BEIJING (AP) -- The Chinese government will require that future industrial projects include assessments of their risk to social stability, following several large protests around the country over pollution, a top official said Monday.

The government will also increase transparency and public involvement in decisions regarding large projects with potential environmental impact, Minister for Environmental Protection Zhou Shengxian told reporters on the sidelines of a Communist Party congress at which a new generation of leaders will be installed.

Zhou acknowledged the sensitivity of the issue but said it was natural for such incidents to occur as living standards rise. “I think it is inevitable that when a society is developed to a certain level, certain phenomena will naturally arise, this is regular. For China ... we are now in a sensitive period especially in terms of environmental issues,” he said. “At the same time we are beginning to see a phenomenon called `not in my backyard.”'

Pollution has become a major cause of unrest in China as members of the rising middle class become more outspoken against environmentally risky projects near them. The demonstrations are a reminder to the incoming generation of leaders that they face a public increasingly unwilling to accept environmental and health hazards as an inevitable consequence of breakneck, unbridled economic growth.

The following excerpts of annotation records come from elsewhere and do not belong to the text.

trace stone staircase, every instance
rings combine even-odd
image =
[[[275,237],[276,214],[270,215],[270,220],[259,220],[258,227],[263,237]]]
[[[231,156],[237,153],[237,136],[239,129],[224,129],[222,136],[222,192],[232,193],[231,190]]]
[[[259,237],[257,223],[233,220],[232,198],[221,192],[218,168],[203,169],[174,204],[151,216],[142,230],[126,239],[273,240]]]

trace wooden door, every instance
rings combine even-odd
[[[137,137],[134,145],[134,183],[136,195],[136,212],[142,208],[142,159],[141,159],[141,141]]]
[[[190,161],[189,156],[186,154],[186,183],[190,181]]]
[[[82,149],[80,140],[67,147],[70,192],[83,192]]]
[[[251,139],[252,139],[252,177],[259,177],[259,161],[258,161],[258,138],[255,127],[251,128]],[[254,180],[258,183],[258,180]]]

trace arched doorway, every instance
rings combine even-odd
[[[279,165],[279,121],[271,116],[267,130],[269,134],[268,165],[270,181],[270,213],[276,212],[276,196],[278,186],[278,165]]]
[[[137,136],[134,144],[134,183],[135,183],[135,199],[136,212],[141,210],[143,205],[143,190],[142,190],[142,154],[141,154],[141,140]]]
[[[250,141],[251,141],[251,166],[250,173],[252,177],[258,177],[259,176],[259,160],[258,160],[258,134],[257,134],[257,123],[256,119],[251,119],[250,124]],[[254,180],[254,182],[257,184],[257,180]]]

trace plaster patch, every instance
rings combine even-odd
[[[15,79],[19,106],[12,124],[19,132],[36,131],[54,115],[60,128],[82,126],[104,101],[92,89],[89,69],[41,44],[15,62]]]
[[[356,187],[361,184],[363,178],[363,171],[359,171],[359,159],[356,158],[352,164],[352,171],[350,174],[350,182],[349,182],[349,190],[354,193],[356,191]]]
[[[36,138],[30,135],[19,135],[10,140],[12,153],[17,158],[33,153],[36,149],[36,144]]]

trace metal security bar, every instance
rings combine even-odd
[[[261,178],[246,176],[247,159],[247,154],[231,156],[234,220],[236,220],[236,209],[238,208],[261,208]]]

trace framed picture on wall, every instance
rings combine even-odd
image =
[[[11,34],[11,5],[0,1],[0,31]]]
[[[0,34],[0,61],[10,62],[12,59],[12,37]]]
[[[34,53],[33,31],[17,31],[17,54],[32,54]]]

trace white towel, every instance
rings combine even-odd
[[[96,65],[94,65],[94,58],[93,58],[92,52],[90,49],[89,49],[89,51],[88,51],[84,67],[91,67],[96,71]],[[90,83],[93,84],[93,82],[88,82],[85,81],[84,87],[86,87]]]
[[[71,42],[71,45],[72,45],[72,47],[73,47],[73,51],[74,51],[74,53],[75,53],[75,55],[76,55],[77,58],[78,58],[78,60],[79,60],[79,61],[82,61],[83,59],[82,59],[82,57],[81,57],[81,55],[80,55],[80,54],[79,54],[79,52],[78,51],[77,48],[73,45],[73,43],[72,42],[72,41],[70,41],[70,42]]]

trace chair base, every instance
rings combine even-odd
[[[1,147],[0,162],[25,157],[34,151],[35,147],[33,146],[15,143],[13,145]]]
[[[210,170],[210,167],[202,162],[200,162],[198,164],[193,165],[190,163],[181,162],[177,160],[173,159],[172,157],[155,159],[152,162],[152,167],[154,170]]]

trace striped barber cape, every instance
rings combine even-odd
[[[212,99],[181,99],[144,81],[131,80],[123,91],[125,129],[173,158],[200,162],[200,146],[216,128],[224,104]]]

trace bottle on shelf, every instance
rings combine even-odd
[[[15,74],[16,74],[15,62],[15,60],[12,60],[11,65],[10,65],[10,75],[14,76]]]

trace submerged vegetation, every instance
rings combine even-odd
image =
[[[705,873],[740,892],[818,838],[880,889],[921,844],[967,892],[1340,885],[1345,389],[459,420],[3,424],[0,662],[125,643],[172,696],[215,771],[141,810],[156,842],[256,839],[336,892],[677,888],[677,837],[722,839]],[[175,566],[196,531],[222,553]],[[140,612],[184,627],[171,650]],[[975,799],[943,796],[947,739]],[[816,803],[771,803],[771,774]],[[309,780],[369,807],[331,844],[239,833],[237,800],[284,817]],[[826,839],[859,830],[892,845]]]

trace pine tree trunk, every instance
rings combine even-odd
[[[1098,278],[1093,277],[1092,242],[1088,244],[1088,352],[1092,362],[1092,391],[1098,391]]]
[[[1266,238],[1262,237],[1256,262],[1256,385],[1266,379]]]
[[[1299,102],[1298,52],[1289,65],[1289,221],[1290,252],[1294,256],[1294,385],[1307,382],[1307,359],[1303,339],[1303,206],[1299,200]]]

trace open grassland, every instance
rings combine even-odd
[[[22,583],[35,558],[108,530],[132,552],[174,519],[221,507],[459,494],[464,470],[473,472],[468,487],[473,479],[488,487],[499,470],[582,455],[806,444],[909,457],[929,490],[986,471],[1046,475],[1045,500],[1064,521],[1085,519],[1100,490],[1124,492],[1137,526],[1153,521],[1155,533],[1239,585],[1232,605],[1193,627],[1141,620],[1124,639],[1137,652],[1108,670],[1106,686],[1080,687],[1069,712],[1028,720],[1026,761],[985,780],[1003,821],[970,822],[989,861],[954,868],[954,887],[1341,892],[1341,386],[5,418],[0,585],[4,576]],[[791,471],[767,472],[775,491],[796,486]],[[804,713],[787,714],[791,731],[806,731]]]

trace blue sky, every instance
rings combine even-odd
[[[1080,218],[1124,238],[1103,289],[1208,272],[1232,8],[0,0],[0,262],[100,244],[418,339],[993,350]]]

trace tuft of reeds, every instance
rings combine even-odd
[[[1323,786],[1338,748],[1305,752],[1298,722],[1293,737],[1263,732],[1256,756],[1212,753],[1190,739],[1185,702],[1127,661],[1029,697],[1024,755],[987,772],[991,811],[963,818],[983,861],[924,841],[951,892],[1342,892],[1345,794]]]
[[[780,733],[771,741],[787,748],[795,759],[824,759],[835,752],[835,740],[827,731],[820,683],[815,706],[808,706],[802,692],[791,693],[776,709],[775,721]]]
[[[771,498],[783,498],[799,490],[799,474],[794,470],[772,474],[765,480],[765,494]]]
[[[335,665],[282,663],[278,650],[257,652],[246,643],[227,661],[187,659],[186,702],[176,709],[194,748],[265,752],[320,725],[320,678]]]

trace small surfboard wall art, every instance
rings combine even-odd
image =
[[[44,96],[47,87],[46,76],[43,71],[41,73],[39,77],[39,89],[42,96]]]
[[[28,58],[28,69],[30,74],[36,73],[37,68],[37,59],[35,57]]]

About a week before the party congress opened, thousands of residents in the eastern city of Ningbo gathered in front of the municipal government office and marched through the streets to protest against the proposed expansion of a petrochemical plant. It was the latest massive protest over fears of health risks from industrial projects _ earlier ones in recent months targeted a waste-water pipeline in eastern China and a copper plant in west-central China.

Some of these protests have turned violent, with riot police using tear gas and batons to disperse crowds. Authorities in some cases have scrapped or shelved plans for the projects, but local officials who are under pressure to deliver economic growth often restart them once the outrage dies down.

Zhou said the recent protests were triggered by projects launched without approval, or without enough assessment of their impact.

“What we need to do is to earnestly learn these lessons,” Zhou said, adding that his department in September began requiring more information on new projects be disclosed to the public.